Search is an absolutely fascinating problem to work on for a bunch of reasons. For one thing you have to scale the thing before getting the first user. You can't just start with a server or two and add more when the users come. Step 1 is to copy the internet onto your cluster. Step 2 is to analyze it..
The componentry is remarkably deep.
Search is like 7 hard problems wrapped into a stack. Distributed systems, html analytics, text analytics/semantics, anti-spam, AI/ML, frontend/UI. And scale... Apart from the sexy high end algos there are also the boring 10-year old system libraries and off-the-shelf tools that crack under stress and sometimes need a look. You open the hood and wonder how the thing ever worked in the first place...
Plus there is always something fresh and new every day mining through the vast sordidness of the many billions of pages on the web. You expect to be amazed at the endless varieties of crazy porn domains and new approaches to webspam. But there are equal horrors in the small, finding pathological charset issues, previously-undiscovered abominable server implementations, psychopathic website owners. The web is a reactive fuzz test.

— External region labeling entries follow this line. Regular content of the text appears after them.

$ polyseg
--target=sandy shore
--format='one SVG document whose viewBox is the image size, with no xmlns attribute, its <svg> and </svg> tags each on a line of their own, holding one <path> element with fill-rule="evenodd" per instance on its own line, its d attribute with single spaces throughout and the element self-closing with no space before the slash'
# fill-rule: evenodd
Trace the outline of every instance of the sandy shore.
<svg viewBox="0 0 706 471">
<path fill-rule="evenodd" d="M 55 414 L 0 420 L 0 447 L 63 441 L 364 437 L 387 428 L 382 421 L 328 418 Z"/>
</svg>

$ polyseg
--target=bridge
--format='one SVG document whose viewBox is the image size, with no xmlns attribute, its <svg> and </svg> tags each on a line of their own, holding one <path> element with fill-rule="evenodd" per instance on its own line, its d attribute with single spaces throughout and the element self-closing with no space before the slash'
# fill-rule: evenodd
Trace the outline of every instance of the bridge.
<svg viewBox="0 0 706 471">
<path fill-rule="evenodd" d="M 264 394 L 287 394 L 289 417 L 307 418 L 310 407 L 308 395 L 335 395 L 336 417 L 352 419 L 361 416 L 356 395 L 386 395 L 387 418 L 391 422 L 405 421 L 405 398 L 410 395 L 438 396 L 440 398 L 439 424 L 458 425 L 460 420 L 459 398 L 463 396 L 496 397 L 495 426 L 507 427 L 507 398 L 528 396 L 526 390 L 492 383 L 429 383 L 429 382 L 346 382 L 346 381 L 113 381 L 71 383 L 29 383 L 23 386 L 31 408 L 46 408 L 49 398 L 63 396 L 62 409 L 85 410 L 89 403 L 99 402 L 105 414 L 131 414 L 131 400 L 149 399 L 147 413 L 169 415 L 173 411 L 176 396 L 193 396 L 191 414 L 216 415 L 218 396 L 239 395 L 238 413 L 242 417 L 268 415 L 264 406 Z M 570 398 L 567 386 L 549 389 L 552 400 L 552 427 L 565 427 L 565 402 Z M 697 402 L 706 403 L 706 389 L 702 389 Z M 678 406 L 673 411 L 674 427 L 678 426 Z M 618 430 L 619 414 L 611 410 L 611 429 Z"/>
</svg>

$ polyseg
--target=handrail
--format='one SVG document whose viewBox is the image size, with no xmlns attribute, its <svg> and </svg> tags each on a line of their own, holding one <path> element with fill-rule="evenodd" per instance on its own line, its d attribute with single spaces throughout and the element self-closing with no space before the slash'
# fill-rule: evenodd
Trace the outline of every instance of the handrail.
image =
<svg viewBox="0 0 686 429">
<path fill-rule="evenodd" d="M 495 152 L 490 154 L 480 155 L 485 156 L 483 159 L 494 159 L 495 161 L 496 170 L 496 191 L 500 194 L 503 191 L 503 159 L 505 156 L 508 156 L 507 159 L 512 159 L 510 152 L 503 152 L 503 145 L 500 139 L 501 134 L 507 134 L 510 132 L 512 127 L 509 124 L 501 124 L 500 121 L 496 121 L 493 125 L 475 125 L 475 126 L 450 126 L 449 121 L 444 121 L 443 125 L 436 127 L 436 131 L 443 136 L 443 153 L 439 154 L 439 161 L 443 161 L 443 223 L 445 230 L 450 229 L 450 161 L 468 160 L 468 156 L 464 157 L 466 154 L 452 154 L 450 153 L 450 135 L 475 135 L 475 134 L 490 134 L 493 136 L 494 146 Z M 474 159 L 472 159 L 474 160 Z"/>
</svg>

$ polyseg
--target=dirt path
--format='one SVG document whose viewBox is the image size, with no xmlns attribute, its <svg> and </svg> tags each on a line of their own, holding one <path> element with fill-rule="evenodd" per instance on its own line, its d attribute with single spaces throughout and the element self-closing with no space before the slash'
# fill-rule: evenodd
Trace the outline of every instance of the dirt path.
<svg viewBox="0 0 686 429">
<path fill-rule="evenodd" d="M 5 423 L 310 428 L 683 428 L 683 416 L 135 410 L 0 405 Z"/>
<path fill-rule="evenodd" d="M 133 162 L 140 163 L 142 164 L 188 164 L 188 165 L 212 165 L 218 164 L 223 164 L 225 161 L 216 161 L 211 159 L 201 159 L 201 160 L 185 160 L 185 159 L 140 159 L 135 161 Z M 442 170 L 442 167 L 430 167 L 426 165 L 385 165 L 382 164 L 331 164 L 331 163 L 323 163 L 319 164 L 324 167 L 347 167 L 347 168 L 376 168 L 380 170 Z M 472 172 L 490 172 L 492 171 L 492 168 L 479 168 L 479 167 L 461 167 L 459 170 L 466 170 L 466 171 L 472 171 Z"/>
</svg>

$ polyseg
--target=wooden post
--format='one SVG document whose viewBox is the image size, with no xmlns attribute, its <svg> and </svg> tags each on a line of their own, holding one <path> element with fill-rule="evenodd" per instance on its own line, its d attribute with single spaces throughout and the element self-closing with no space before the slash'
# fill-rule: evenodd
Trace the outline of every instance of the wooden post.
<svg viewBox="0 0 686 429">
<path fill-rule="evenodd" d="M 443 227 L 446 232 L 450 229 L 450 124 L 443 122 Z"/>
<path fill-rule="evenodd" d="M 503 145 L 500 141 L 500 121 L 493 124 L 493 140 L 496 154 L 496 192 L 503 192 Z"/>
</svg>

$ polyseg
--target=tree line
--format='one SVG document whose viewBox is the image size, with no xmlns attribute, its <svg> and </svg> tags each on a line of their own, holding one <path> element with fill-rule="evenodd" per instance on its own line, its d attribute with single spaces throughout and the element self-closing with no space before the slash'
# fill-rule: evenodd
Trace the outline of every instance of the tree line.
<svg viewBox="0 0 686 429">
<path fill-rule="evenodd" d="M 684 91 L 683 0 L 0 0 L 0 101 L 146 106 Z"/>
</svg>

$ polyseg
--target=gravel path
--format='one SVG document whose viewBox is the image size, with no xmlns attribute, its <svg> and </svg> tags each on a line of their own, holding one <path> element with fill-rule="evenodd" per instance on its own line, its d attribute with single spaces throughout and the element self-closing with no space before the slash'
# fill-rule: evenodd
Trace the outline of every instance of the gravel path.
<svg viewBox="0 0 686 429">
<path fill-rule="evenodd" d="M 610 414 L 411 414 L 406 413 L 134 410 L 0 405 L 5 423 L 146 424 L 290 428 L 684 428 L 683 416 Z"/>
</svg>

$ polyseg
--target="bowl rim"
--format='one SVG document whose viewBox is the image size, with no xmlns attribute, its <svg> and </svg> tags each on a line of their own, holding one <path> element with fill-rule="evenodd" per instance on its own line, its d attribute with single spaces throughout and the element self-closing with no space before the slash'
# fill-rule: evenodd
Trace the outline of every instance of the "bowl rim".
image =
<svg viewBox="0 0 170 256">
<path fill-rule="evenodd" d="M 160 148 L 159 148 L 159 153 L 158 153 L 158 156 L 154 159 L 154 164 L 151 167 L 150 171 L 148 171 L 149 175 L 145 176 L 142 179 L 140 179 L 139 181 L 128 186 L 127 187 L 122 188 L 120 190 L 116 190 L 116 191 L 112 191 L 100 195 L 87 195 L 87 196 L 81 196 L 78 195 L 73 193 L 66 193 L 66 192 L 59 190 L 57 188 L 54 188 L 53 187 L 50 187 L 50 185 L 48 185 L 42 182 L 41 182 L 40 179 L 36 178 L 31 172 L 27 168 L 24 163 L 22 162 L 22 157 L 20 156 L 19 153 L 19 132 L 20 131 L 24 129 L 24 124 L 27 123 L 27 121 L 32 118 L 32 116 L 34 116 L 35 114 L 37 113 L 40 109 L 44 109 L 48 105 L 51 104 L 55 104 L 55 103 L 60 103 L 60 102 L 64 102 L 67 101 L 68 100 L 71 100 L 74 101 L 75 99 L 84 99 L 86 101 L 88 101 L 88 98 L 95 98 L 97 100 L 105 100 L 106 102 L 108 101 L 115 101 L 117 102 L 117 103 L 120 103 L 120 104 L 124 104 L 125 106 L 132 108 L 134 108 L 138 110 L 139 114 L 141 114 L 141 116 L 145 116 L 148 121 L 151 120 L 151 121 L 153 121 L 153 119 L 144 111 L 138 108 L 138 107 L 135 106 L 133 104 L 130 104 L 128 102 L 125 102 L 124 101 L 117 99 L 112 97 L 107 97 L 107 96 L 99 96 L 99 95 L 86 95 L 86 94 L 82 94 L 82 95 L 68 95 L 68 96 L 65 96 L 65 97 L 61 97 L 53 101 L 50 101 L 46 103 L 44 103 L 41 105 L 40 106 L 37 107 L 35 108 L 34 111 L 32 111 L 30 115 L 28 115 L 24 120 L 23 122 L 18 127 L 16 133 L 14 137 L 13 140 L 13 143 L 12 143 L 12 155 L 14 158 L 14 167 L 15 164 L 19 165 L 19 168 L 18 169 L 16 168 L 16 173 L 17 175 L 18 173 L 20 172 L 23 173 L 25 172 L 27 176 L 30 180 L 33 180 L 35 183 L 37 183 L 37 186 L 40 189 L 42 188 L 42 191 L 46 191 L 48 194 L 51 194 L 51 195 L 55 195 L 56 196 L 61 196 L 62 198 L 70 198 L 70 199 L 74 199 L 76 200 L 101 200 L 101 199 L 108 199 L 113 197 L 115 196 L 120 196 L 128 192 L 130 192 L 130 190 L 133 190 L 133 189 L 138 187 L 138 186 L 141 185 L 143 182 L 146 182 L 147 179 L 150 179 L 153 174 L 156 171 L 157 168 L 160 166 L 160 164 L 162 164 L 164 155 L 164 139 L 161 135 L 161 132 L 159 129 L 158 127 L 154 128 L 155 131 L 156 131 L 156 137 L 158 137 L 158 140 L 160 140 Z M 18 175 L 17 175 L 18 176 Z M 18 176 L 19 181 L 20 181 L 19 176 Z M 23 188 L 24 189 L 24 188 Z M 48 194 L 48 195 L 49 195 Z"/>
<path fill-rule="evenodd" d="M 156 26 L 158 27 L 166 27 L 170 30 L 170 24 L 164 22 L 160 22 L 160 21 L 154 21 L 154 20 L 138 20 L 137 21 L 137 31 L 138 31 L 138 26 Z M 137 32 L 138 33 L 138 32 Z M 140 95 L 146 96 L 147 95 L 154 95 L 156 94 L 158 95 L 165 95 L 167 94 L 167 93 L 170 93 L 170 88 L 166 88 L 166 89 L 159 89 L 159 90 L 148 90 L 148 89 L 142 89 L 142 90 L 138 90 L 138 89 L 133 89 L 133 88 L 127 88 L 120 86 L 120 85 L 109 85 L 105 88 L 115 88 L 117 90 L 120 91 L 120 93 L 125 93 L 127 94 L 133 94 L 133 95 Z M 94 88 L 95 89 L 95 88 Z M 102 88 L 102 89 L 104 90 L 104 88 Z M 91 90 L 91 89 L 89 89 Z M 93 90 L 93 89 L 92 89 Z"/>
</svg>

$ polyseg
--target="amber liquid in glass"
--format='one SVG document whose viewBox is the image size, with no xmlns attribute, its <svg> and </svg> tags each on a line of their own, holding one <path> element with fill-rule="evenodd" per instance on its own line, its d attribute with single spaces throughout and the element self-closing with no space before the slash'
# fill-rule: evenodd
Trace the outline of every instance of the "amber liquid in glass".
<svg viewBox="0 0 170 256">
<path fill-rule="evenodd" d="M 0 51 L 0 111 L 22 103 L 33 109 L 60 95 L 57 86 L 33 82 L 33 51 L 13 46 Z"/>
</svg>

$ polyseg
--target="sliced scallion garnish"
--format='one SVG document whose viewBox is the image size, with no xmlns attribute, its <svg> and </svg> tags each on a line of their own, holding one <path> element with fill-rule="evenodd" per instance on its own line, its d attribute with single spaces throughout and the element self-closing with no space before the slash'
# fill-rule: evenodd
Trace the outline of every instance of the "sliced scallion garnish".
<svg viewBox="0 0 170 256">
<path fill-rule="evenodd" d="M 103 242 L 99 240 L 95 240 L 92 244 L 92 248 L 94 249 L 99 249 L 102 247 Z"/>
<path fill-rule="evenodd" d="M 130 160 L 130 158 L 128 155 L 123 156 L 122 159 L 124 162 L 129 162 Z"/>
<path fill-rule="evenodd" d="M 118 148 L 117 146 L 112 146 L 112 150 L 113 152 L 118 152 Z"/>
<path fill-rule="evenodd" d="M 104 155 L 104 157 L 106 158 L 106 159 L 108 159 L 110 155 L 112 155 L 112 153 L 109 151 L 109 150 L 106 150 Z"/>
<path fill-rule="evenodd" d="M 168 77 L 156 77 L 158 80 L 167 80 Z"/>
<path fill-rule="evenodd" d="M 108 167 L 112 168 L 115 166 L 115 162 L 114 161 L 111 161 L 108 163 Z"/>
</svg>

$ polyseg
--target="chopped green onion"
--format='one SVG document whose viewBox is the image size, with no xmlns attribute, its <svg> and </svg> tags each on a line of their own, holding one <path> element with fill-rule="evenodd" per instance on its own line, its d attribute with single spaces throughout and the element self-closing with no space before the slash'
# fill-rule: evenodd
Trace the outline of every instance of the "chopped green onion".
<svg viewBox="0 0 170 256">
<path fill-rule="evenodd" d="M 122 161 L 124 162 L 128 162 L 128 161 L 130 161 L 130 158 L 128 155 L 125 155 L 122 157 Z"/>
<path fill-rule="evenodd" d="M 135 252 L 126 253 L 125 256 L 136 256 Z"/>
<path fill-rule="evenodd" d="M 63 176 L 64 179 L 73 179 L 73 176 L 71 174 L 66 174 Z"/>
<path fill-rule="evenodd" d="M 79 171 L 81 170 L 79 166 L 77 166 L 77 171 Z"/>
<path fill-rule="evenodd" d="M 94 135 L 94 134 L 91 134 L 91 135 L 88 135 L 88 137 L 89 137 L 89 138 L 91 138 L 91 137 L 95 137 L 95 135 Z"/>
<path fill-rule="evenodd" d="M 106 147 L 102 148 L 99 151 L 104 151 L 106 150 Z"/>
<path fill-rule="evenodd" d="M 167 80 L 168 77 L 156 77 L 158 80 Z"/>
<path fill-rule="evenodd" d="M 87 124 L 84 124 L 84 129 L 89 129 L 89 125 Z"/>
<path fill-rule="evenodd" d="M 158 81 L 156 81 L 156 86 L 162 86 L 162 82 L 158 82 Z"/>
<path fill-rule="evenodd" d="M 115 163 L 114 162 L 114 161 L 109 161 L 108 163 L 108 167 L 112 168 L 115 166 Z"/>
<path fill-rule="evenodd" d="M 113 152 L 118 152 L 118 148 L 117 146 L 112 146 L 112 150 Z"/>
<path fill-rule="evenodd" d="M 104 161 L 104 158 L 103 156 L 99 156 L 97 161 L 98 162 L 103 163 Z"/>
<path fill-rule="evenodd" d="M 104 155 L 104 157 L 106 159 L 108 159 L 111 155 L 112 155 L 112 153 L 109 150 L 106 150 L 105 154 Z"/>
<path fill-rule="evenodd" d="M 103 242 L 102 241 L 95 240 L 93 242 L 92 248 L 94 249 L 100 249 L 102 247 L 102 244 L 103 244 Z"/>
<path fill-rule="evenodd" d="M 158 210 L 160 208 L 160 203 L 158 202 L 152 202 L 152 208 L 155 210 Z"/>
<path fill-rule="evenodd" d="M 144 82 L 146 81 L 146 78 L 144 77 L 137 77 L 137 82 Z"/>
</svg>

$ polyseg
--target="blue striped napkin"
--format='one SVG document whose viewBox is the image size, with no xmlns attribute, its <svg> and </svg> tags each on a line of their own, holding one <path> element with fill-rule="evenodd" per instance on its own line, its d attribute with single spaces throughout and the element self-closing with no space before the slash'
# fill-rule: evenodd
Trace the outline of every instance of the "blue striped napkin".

I know there are some great coders out there reading this blog who would have blast working on some of the pieces here that need to get built. This is a great opportunity to join an experienced team early building a big system from the ground up. If you think you might be interested, send me an email and we can chat.
fyi our interviews always have coding tests. Primarily we are looking for folks who love to write code and are good at it. :)
Comments (34)
" You can't just start with a server or two and add more when the users come."
Dude... just run Ruby on Rails. Problem solved!
Posted by Kevin Burton | May 3, 2008 4:35 PM
Posted on May 3, 2008 16:35
" You can't just start with a server or two and add more when the users come."
Dude... just run Ruby on Rails. Problem solved!
Posted by Kevin Burton | May 3, 2008 4:40 PM
Posted on May 3, 2008 16:40
Note recent article on Slashdot...
"According to TechCrunch, Twitter has plans to abandon Ruby on Rails after two years of scalability issues."
Posted by SHumphreys | May 3, 2008 9:39 PM
Posted on May 3, 2008 21:39
Well, the 8th and most important problem of search engines is being special, and giving more than Google. Good luck with your development, but as I have a blog search engine, I know it's a hard question.
Posted by András Bártházi | May 5, 2008 8:49 AM
Posted on May 5, 2008 08:49
Good Luck Rich!
Posted by Steve Iams | May 9, 2008 1:53 AM
Posted on May 9, 2008 01:53
Sounds like a fascinating project :)
Wish I could help >.> If I wasn't such a noob I would probably be all over this.
Best of luck to you :)
Posted by Chris Hooles | June 19, 2008 4:09 AM
Posted on June 19, 2008 04:09
Interesting. I came up with an algorithm a while back that does not rely on inbound links whatsoever as a factor. Instead it looks for advanced and simple seo black hat items and penalizes them, then takes into account variables to determine which website is the most relevant for a given search word/phrase.
While it uses an advanced point system, the actual points negative or positive paired with the content the points are given-to/subtracted-from are the secret behind a successful relevant search engine.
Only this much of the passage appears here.